I was just told bye a friend he had seen dozens of fish going into a guys bucket.
I'm wondering how willing this village is to enforce the rules on this pond. I'm gonna stop and ask an officer next time I am there.
I would say in your case it depends on where you are. Ive often wondered if an how much the village police at Buckeye lake are involved with the fish and game part. And If Hoover would it be cpd? Or wpd?
I Like the idea of The #odnr because it sounds like the dispatcher will help in forwarding your call to who ever it needs to be to.


----------



## reyangelo (May 28, 2014)

Saugeyefisher said:


> I've been fishing a place that is privately owned bye a village. No metro park rangers,no columbus wildlife officers,only the local police department.
> It is a catch and release only pond that gets stocked yearly bye the village.
> I was just told bye a friend he had seen dozens of fish going into a guys bucket.
> I'm wondering how willing this village is to enforce the rules on this pond. I'm gonna stop and ask an officer next time I am there.
> ...


Saugeyefisher, regarding the Hoover section it gets sketchy because for instance there is one cross-section I frequent that has 3 PD jurisdictions (talk about complexity). I actually spoke to each of the jurisdiction reps at one point or another through the years. Each has indicated they are always willing to assist (as time/resources permit) and on occasion perform spot checks (drive thru or park at the parking lots) to at minimum show presence.
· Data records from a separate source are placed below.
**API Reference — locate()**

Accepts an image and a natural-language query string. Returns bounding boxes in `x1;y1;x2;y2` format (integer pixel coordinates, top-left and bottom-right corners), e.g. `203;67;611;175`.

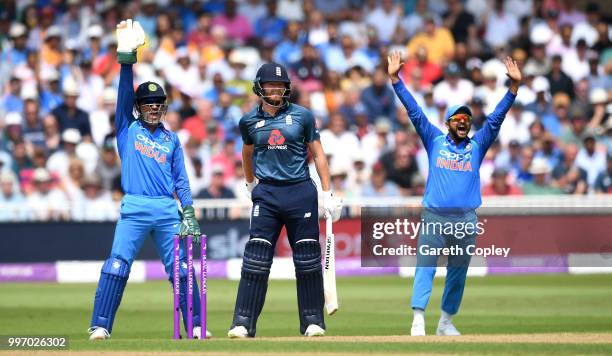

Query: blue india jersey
393;80;516;211
115;64;193;206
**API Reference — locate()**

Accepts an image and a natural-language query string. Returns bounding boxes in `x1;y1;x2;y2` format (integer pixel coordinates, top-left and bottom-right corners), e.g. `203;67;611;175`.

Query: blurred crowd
0;0;612;221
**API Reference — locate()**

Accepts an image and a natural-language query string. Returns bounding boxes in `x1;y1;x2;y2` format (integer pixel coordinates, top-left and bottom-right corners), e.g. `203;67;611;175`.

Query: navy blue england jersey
240;103;319;183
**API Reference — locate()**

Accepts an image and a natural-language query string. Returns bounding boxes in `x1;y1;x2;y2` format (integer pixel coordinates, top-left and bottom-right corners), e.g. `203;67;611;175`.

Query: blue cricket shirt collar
446;133;472;149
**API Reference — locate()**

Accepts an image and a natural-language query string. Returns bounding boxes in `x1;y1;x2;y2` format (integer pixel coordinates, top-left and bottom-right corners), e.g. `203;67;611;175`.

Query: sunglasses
448;114;472;124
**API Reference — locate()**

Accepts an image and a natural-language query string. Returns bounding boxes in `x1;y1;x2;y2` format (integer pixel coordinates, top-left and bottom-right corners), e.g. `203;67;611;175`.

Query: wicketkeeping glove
179;205;201;242
117;19;145;64
323;190;342;222
246;178;259;199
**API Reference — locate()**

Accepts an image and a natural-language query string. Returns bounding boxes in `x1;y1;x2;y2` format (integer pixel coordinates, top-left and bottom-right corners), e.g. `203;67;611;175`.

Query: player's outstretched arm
474;57;523;155
115;19;145;149
387;52;442;150
172;135;201;243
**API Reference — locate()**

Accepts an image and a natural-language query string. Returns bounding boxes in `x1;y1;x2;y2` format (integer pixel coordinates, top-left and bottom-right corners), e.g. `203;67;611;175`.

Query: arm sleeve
393;79;442;151
238;116;253;145
304;111;321;143
115;64;134;154
473;90;516;159
172;136;193;207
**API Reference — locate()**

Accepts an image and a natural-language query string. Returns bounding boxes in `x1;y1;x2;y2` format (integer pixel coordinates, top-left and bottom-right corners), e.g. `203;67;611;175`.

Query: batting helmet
253;62;291;106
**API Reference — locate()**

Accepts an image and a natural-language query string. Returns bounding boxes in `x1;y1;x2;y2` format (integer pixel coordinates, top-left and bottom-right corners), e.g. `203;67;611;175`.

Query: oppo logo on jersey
136;134;170;153
436;150;473;172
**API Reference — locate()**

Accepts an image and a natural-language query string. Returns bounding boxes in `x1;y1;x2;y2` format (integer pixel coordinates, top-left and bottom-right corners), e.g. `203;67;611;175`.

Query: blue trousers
111;195;185;278
411;210;477;315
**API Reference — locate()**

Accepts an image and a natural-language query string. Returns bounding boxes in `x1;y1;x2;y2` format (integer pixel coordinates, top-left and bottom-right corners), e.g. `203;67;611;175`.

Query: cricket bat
323;216;338;315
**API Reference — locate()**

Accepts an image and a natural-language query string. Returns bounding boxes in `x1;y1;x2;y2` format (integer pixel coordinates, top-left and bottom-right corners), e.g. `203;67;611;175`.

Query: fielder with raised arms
388;52;522;336
228;63;341;338
89;20;210;340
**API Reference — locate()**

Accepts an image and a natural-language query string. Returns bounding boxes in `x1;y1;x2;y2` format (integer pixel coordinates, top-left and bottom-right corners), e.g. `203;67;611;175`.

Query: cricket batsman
228;63;341;338
388;52;522;336
89;20;208;340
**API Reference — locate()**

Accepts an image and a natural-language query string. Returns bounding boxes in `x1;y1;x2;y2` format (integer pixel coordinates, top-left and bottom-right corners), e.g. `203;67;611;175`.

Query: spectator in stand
0;171;28;222
26;168;70;221
595;153;612;194
443;0;478;42
433;62;474;106
197;166;235;199
546;55;574;98
72;175;119;221
361;66;397;126
522;158;563;195
407;16;455;66
380;144;418;196
482;168;523;196
402;46;442;87
552;143;588;194
95;141;121;191
213;0;253;44
361;162;401;198
365;0;401;43
576;133;606;189
51;78;91;141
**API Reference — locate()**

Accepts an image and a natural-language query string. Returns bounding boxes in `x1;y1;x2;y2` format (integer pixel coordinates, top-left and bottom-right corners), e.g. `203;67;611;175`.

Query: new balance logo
253;204;259;216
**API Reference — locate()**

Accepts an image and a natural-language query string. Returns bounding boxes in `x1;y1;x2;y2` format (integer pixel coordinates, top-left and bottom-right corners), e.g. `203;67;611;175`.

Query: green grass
0;275;612;354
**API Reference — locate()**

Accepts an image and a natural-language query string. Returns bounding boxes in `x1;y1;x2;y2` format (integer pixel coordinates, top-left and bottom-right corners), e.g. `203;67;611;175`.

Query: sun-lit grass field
0;275;612;355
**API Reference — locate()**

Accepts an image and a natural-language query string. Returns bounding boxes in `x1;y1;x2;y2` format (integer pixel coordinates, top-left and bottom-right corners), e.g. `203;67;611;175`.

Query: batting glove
246;178;259;199
179;205;201;242
117;19;145;64
323;190;342;222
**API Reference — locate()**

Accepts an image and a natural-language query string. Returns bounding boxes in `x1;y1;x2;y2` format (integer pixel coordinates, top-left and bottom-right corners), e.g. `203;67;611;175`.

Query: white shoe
410;323;425;336
87;326;110;341
193;326;212;339
436;321;461;336
227;325;249;339
304;324;325;337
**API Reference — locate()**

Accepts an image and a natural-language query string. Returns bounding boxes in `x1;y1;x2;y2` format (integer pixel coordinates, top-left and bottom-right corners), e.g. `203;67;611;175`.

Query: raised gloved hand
117;19;145;64
179;205;201;243
323;190;342;222
246;178;259;199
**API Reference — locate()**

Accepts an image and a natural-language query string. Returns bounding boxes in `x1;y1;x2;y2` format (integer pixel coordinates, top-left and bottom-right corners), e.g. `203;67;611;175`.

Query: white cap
87;25;104;38
102;87;117;104
62;77;79;96
21;85;38;100
532;75;550;93
33;168;51;182
4;111;23;126
62;129;81;145
40;67;59;82
45;25;62;40
589;88;609;104
0;171;17;183
9;22;27;38
529;158;550;174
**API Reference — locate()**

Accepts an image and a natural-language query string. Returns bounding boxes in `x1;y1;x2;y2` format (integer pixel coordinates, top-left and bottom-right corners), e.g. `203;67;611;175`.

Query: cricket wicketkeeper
89;20;209;340
388;52;522;336
228;63;340;338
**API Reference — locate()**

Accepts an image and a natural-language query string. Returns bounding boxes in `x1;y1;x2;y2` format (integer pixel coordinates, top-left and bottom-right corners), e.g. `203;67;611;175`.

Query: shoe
193;326;212;339
436;321;461;336
304;324;325;337
227;325;249;339
410;323;425;336
87;326;110;341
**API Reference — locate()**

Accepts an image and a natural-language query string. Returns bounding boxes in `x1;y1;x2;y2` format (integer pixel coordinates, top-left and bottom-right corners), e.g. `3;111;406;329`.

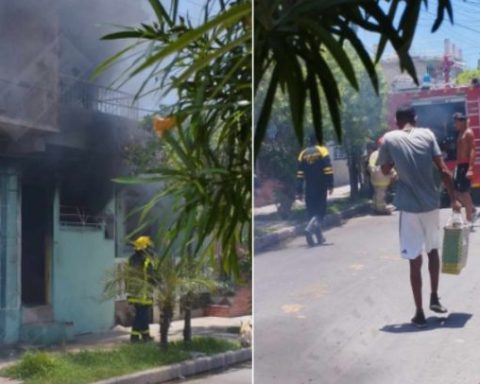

I was checked a couple years ago by one local PD around 0200ET (legally, no car is allowed to be parked in certain areas at Hoover unless it belongs to a person actively fishing). They had seen me around plenty of times, but for this instance I just bought my Subaru Outback and they didn't recognize the vehicle. I am always welcome some type of authority spot checking, including for vehicle safety.

Like I mentioned (for Hoover at least), PD folks do make an effort to assist when possible, but this is an addition to all the other duties they perform as PD to their respective community. In parallel, at least at Hoover I have notice some ranger/wo presence on certain instances. I go to Buckeye, Alum, and other lakes nearby and on occasion I do see someone. Couple weeks back I actually was approached by ranger on a Northeast creek, didn't ask for anything. Just wanted to make sure I was safe and got my fishing report.

I'd just say, keep trying if the situation warrants (like safety reasons or someone cast netting fish).


----------